The act will reform prison employment and training programs to better prepare prisoners for returning to society. Prisoners that choose to participate in programs with the goal of reducing recidivism can earn credits to use toward an earlier release. But prisoners that have been convicted with multiple serious crimes won’t be eligible to earn these credits.
The bill also requires that prisoners be placed within 500 driving miles from their home. Pregnant prisoners will no longer be retained with chains and women will be given free access to feminine hygiene products.
The life sentence for offenders that have had three convictions has been reduced to 25 years and the minimum sentence for felony drug offenses has been reduced to 15 years from 20.
But the reform doesn’t soften the charges for all prisoners.
“Many advocacy groups wanted the changes easing the severity of mandatory minimum sentences to apply retroactively. That would mean a prisoner sentenced to life in prison under the “three strikes” rule could petition for the 25-year minimum that would be established under the legislation,” writes the Associated Press. “But to get the backing of law enforcement groups, supporters agreed to make the changes apply to future offenders, with the one exception being the prisoners sentenced for crack cocaine offenses before late 2010.”
“I’m human and I would have loved to have benefited from the bill, but unfortunately I don’t,” said Chris Young, a federal prisoner in Lexington, Kentucky to The Guardian.“I don’t necessarily feel left behind, I just feel [lawmakers] don’t understand what goes on with the … actual humans that their choices and politics affect.”

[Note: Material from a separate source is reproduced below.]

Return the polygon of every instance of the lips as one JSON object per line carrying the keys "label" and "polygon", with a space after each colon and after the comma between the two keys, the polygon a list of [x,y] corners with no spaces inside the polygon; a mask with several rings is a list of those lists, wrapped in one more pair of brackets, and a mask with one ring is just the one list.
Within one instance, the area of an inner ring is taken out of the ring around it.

However, many believe the bill could lead to more reform on the state and local level.
Kevin Ring, the president of Families against Mandatory Minimums that lobbied for this reform said that its “a small first step, but it is finally a step in the right direction.”
“This victory truly belongs to the thousands of people who, like me, have been personally impacted by incarceration and have dedicated their lives to improving the system,” said Jessica Jackson-Sloan, national director and co-founder of #cut50, a reform group that sponsored the bill. “This bill was informed by their experiences. Their stories helped win over the president’s support.”